Hi,
Because of the chip shortage we had to switch from the MK26FN2M0VLQ18 to the MK24FN2M0VDC12. As we ported our software across we ended up with an incredibly odd problem whereby we get hard faults caused by an LDR instruction not executing properly (was able to pinpoint the address and behavior) and also other, more random, hard faults.
When reducing the flash clock from 24MHz to 20MHz, these problems stopped. ADC readings also seem to be significantly noisier than on the previous chip, now requiring averaging.
Is there anything logical that would explain this behavior? Or any way to confirm the flash clock was indeed running at 24MHz and not at a higher speed?
Thanks!
In order to have some sort of conclusion on this. After reducing the Kinetis flash clock to 20MHz (from 24Mhz, confirmed using an oscilloscope), the hard fault disappeared. After further investigation into another issue (noisy ADC readings) we believe the problem is actually the design of the chip's power supply lines. Instead of a 3V3 plane with decoupling capacitors close to the pins themselves, our design has a single trace running from all the 5 supply pins to the outside of the chip and then the decoupling capacitors are all placed in parallel there.
We're currently doing another design iteration to confirm that was indeed the problem. Will update this post when that happens. Thanks for your help!
Hi
fnClkout(FLASH_CLOCK_OUT);
will drive the flash clock onto the CLKOUT. On the K24 this is, by default, PTC3.
In case that is not suitable for the HW there is the alternative:
#define CLKOUT_ON_PTA will put it on PTA6 instead.
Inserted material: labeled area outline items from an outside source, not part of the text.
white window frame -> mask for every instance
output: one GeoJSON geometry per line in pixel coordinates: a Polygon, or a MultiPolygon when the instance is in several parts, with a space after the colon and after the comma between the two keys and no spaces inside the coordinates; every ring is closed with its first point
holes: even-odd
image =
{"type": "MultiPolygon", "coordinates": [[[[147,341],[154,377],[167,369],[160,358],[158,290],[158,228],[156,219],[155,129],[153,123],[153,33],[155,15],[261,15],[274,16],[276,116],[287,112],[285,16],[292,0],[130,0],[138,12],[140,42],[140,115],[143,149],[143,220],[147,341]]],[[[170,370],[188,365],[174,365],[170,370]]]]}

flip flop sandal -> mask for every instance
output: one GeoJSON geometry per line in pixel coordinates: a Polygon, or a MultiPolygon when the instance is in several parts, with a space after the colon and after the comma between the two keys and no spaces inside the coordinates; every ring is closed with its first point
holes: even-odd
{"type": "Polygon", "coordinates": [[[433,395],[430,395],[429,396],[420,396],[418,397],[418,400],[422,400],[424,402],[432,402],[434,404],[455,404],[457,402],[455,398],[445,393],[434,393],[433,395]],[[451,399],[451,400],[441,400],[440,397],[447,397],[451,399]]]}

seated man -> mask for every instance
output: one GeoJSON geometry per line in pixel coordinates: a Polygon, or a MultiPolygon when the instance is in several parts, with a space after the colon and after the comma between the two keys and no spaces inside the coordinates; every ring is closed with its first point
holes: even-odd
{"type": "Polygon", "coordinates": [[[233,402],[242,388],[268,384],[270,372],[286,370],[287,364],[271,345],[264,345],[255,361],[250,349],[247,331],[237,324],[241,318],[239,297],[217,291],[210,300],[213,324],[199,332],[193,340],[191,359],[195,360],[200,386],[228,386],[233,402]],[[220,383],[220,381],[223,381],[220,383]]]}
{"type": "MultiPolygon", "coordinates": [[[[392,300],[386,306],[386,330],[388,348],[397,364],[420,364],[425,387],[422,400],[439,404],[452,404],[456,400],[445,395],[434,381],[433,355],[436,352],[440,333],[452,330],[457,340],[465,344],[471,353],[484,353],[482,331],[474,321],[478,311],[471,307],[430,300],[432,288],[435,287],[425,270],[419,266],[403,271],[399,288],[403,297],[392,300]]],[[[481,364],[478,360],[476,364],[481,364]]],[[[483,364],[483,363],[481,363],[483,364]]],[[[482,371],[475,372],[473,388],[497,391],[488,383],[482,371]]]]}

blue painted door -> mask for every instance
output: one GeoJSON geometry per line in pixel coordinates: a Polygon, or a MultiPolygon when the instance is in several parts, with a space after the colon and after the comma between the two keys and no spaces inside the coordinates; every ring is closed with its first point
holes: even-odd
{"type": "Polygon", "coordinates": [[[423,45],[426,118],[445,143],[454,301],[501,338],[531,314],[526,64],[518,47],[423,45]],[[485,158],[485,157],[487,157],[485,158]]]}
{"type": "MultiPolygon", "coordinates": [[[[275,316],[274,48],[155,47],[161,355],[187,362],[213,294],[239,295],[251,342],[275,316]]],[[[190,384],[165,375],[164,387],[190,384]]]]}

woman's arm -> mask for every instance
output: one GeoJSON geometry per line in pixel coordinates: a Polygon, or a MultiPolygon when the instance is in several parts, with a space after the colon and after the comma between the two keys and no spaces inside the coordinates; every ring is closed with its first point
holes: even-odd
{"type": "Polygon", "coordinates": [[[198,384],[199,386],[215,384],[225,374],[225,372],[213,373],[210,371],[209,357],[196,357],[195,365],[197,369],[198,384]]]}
You can then directly measure the Flash clock to be 100% sure that the issue is not due to a mis-configuration.
Regards
Mark
Thanks for the tip! When the clock is set to 20MHz, it seems quite stable, with the occasional spike to 20.8 (highest I've seen). When set at 24Mhz (divider set to 5), I'm getting 23.3-24.2 with the occasional spike to 25 (and probably slightly above for a brief moment).